I myself am reading a book of putative American history “nonfiction” right now (and, no, it’s not Team of Rivals). It’s Ron Chernow’s biography of Alexander Hamilton, the first Treasury Secretary of the United States and as apposite a personage as there probably is at the close of 2008. The amount of effort that must’ve gone into making such a book makes one’s knees weak. Combing through the writings just of Hamilton, who was prolific even by torrential 18th century standards, must’ve cost Chernow a few pairs of glasses. Add to this the fact that Hamilton’s friends and enemies also wrote as if paid by the word, generating a staggering amount of yellowed, hand-written, and microfiched Hamiltonalia, not to mention the ensuing 200 years of commentaries and biographies—one shudders.
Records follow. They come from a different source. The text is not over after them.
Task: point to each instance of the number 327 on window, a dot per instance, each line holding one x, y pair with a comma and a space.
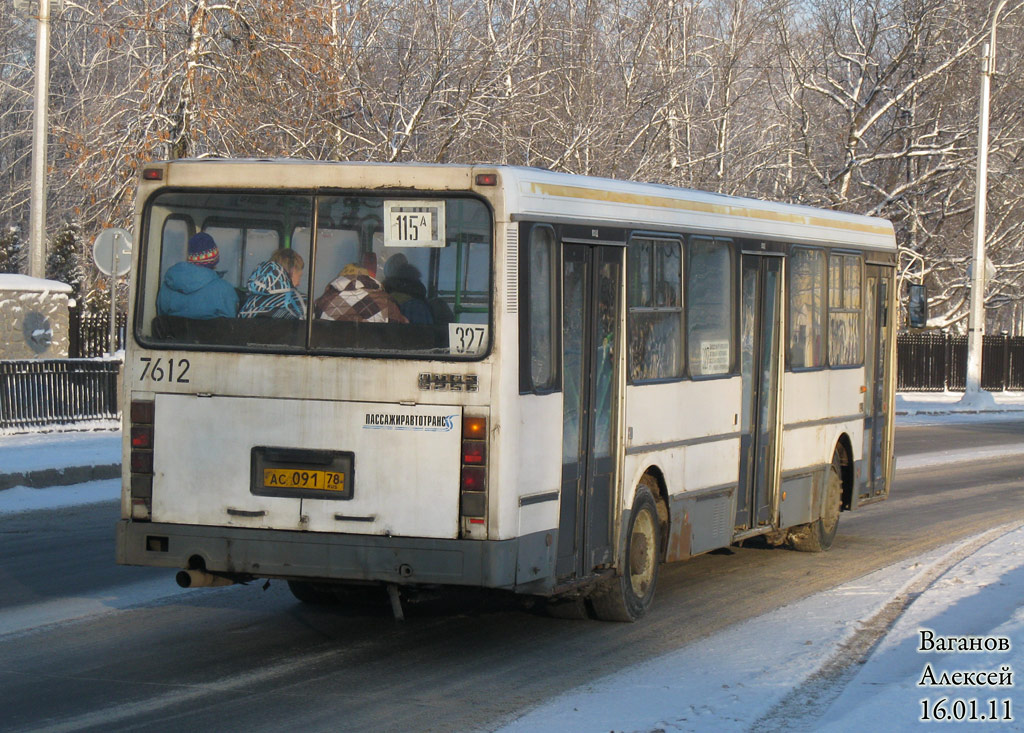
467, 338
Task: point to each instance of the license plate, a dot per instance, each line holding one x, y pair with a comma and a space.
302, 478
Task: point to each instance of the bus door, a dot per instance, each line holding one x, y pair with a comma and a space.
879, 281
761, 332
591, 316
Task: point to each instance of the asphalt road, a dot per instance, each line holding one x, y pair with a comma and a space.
245, 658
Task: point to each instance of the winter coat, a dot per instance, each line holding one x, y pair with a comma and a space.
196, 292
354, 295
270, 294
410, 294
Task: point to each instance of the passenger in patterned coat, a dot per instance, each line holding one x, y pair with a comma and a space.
272, 288
356, 295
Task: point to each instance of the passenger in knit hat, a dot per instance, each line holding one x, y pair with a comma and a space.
194, 289
203, 250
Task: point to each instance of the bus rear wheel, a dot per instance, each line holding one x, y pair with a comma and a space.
819, 534
628, 596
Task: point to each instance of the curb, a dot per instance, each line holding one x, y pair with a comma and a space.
46, 477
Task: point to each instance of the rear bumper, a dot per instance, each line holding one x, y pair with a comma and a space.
524, 564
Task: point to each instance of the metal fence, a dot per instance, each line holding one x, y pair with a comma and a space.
37, 393
90, 333
935, 362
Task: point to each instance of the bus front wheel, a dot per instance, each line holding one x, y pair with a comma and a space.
628, 596
818, 535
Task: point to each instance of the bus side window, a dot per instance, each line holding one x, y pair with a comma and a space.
845, 342
654, 309
710, 319
538, 360
807, 308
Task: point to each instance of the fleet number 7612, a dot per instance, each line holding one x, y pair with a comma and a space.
165, 370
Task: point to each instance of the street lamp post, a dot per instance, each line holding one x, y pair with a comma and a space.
976, 319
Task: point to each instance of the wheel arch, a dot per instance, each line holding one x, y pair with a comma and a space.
659, 488
844, 450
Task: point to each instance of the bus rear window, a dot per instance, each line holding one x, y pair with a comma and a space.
366, 274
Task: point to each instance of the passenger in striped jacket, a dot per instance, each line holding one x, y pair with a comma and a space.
272, 288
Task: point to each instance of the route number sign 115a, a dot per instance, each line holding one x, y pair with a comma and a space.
414, 223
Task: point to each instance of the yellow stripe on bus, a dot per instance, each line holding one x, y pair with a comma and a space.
567, 191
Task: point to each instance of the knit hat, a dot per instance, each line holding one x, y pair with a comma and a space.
203, 250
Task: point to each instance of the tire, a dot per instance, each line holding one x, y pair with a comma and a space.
818, 535
628, 596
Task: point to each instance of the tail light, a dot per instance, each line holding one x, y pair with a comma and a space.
473, 504
140, 457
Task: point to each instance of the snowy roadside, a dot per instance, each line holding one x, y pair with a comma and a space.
760, 675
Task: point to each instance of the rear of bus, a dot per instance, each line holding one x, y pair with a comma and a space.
329, 446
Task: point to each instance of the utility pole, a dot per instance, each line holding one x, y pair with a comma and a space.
976, 319
37, 203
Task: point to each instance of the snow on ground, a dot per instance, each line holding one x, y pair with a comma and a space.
744, 678
35, 451
23, 499
849, 656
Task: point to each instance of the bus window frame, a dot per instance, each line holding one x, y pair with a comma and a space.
138, 301
189, 226
824, 308
734, 248
244, 225
679, 239
828, 309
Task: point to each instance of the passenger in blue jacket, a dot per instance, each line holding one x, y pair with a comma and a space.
193, 289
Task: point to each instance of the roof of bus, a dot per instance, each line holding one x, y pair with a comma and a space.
539, 193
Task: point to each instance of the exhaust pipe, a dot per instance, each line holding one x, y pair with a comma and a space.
201, 578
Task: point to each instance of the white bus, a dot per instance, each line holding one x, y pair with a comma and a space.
595, 377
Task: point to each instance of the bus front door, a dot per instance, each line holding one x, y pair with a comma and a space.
592, 309
879, 281
760, 334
Wringing the pertinent tidbits from this Himalaya of materials and organizing them into an actually readable (and it is) relevant and necessary (meaning it provides something previous bios did not) narrative-style 731 page biography deserves praise, and many have heaped it. The NY Times declared it one of the ten best books of 2004. The WS Journal reacted like a schoolgirl to the Beatles.

But aside from the hope for praise and awards, this must have been a case where the subject’s terawatt-grade energy sustained the writer. Basically, there is nothing Hamilton didn’t do. Soldier, political philosopher, duelist, attorney, constant cause celébrè, author, pseudonymous author, Treasury Secretary, Wizard of Oz to two presidents, father to eight, founder of the modern US economy, etc, etc. When raising an army for a possible confrontation with the French, Hamilton begged Washington to come out of retirement to lead it, then designed the uniform the old Mount Vernonian would wear—right down to the color of the epaulets and the length of the boots. He never stopped working and, in a rare and stunning coincidence that made him perfect for his moment, his intellect and ambition matched his energy.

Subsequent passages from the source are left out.